The server will not start
"Direct I/O" / O_DIRECT probe failure. The --data-root filesystem silently downgrades O_DIRECT to buffered I/O, and the server refuses to run on it because that would void the durability guarantee. Move the data root to ext4 or XFS on a real block device; avoid overlay filesystems and some encrypted mounts.
Cross-device compaction error (EXDEV). --compaction-temp-dir is on a different filesystem from --data-root. Compaction swaps segments with an atomic rename(2), which cannot cross devices. Put the temp dir on the same filesystem.
Container exits immediately. The storage engine needs io_uring; run the container with --security-opt seccomp=unconfined.
Writes are being rejected
NotLeader (2011). The write hit a follower. The official client pools follow the redirect to the leader automatically; if you see this in your code, you are using a raw protocol client and must handle the redirect. Check celeriant_node_role to confirm which node is leader.
OptimisticConcurrencyViolation (2003). Not an operational fault: another writer moved the aggregate past your expected version. Re-read and retry. See Optimistic concurrency.
Replication backpressure / heartbeat-starved rejections. The follower cannot keep up, so the leader is shedding load to protect durability and the ack path. Look at celeriant_replication_follower_pressured and celeriant_replication_queue_bytes. Usual causes: the follower's disk or network is slower than the leader's write rate, or the follower is mid-catch-up after a restart. It self-resolves when the follower catches up; if it is chronic, the follower is undersized.
The cluster is unhealthy
No leader (celeriant_node_role sums to 0). Nobody holds the lease. Check S3 reachability and credentials from both nodes, and that the bucket supports conditional writes. A long S3 outage stalls election by design.
Two leaders, or flapping elections. celeriant_leader_elections_total climbing. Check for clock skew beyond --max-clock-drift-ms, and that two clusters are not sharing a bucket without distinct --s3-subfolder values. Confirm both nodes advertise addresses the other can actually reach.
Sustained S3 fallbacks. celeriant_replication_s3_fallbacks_total rising steadily means the follower is effectively absent from the leader's point of view. Treat it as a down follower: check the replication port, TLS between nodes, and the follower's health.
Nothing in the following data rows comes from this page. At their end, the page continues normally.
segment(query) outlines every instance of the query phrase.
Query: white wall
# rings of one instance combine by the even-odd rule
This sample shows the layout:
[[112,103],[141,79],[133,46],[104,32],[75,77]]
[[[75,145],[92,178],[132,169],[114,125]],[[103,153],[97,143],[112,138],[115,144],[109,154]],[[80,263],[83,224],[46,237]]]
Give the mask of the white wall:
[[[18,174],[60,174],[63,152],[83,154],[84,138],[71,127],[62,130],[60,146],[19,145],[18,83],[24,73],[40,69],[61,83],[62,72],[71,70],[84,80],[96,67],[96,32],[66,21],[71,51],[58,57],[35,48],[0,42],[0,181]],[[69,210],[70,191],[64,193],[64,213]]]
Clients cannot connect or authenticate
Identity handshake errors (10001-10004). IdentifyInvalidNonce (10001): an expired or malformed nonce, usually a client clock problem. IdentifyInvalidSignature (10002): the signature did not verify against the public key. IdentifyMismatch (10003): the clientId in a write does not match the identified client. IdentifyRequired (10004): the server runs with --require-client-identity and the client sent no identity. See identity.
TLS handshake failures. With --tls-mode strict the client must speak TLS and, under --tls-client-auth require, present a cert signed by the trusted CA. Verify the CA chain on both sides; if you split trust with --tls-intracluster-ca-cert, confirm clients are signed by the client CA, not the intracluster one.
When in doubt
Turn up --log-level debug, watch the metrics, and reproduce against the deploy/local-cluster stack where you can fail nodes safely.